Just a quick thought, Sonya. With my son, I had tried everything also. He was almost three, I had just had another baby, and REALLY wanted him out of diapers. Everyone tells you to reward them with toys...yada yada. Well, I went one step further. Some people might not like this, but it worked SO fast. I went ahead and bought something that I new he would go nuts for (our kids don't get gifts everyday, usually just b-day and christmas). In his case, he loved Thomas the train. So, I bought a train table, all the main character trains, and loads of fun track. I set the table up in his room with nothing on it. I showed him the rest of the stuff, but wouldn't even let him touch it. It drove him crazy. So, when he started to pee in the potty, I got out a little track to make something basic, and he got to pick ONE train. He was SO stoked. Then, he thought that was good enough, I guess, and didn't do it again that day. So, the first time he messed up (although I never told him it was bad to have an accident, just that he couldn't have his trains unless he was a big boy and using the potty), I took away the train, and he had a lonley train track on his table. He started peeing great, but not pooping. Everytime he used the potty, he got another train. But I told him which ones were for pee, and which ones were for poop. Silly I know, but it worked. AND everytime he pooped in his pull-up, I took ALL the trains away, and just left him one. So FINALLY one day he pooped in the potty (well maybe after a week). We of course made it a HUGE deal, and the first thing he said was, CAN I HAVE GORDON NOW? I said yes and gave him that one and all the pee ones back. When he messed up the next day, I took them all back again. HE HATED THAT! Sometimes I would play with them up on my bed and he would watch, and beg to play with them. I told him as soon as he used the potty like a big boy he could play with them. I could play with them because I used the potty. Anyways, after a couple of episodes like that, he had it down pat, because those trains meant (and still do at 4) the world to him.

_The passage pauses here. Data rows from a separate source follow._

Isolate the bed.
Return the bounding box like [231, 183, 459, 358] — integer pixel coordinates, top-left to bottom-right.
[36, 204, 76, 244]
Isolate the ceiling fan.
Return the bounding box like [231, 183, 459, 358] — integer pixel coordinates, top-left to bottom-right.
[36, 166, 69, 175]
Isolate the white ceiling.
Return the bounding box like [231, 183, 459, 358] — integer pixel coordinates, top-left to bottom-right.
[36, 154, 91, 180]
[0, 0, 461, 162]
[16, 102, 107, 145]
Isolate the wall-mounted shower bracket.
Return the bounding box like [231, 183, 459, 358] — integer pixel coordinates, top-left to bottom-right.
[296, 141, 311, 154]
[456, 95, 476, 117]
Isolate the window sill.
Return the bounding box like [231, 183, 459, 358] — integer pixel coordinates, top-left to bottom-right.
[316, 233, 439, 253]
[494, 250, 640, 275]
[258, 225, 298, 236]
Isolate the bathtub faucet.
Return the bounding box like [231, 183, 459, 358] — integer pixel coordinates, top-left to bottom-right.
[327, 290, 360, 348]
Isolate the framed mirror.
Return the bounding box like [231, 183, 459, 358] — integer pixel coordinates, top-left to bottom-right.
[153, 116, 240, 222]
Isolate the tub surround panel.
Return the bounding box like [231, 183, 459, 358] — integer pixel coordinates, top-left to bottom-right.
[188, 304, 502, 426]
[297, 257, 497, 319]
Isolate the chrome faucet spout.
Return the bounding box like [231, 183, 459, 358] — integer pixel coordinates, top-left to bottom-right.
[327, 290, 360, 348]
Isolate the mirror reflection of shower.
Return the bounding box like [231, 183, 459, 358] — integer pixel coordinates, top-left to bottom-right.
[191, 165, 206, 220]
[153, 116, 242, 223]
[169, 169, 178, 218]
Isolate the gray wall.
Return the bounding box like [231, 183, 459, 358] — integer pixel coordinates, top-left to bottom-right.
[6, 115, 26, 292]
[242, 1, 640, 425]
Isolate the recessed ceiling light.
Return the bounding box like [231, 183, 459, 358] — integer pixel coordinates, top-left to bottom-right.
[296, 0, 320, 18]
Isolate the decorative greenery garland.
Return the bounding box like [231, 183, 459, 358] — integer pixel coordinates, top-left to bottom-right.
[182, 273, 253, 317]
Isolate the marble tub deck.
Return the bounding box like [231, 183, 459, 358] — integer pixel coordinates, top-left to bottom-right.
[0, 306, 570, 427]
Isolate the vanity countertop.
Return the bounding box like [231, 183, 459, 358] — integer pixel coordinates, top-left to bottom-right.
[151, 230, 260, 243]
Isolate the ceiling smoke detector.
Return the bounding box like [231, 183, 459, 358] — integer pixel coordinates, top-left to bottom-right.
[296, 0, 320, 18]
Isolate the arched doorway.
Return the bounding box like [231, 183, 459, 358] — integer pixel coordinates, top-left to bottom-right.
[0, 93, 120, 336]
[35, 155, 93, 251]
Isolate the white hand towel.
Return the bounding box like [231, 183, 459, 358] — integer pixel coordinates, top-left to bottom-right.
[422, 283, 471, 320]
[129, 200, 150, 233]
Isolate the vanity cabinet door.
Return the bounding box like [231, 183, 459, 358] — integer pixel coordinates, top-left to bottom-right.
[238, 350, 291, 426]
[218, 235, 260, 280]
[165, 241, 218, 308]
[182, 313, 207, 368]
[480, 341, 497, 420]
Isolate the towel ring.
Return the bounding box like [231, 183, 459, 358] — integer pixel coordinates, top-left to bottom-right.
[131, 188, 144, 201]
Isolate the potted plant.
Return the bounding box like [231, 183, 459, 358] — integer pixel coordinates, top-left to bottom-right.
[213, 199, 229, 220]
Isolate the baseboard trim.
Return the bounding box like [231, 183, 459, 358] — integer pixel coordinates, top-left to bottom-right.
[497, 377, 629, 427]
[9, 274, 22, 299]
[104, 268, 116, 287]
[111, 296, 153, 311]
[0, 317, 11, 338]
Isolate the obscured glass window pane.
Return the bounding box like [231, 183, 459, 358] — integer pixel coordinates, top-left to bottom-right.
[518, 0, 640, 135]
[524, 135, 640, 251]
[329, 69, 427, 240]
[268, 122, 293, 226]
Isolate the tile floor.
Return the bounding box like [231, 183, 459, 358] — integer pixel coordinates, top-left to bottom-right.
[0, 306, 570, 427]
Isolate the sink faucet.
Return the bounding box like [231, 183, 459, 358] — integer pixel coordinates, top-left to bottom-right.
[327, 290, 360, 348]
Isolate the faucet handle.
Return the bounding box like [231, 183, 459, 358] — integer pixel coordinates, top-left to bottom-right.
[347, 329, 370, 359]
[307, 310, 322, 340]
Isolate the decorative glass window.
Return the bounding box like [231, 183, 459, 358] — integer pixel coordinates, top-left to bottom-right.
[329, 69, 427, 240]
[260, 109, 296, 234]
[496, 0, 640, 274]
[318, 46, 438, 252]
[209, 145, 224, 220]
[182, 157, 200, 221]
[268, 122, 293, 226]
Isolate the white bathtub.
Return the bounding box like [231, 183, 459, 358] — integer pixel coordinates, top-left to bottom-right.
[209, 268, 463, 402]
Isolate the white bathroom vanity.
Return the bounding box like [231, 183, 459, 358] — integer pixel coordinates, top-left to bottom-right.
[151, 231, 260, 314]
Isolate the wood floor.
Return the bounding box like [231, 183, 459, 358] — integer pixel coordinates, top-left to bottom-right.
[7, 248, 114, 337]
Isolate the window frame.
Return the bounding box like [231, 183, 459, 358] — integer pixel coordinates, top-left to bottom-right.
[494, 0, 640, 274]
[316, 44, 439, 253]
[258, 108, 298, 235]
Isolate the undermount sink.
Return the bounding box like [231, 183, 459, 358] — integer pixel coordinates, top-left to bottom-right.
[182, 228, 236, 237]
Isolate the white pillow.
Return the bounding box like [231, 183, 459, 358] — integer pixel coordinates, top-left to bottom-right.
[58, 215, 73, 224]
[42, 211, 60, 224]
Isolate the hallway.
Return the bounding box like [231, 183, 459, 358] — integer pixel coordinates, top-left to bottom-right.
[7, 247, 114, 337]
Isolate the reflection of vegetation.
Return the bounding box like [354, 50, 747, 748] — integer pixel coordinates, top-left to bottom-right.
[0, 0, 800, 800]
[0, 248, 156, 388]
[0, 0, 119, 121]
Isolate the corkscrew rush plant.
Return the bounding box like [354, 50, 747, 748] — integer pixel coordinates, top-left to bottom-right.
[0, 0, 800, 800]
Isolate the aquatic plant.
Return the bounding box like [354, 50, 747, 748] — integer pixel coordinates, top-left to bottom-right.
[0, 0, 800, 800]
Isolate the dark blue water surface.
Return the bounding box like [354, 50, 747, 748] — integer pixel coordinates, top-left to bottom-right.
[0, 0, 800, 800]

He LOVES them. I think if there is something like that that the child loves, then that would sway them better than a "promise" to the toy store, or something else. They have to REALLY want it. And it really helped being able to take it away, let him see it but not play with it, and make him earn it, over and over again.

 

tiffani~8 days to go!! - October 24

Julie~ I am definitely going to try that when it comes time to potty train my son. What a great idea! :o)

 

amy p - October 26

sonya i am with you my first son was 3 yr and 4 months when he finally trained..they have a mind of their own i tell ya...well my second son is 21/2 and he just trained..what i did was get him b___t naked and put the potty in front of the TV and turned on his favorite cartoons (of course the potty chair had been in our house for a while and i introduced it and we would sit on it clothed). anyhow i gave him so much to drink that he probably wanted to explode..then when i seen him start to tinkle on the floor i would rush him over to the potty...worked well by the end of that day he had it!!!!!! i also found it helpful a week or so before you plan on training to get movies from the library and books about the potty then it makes it easier when you finally do it.....we are not at the point after 6 days no diapers to bed!!!! good luck!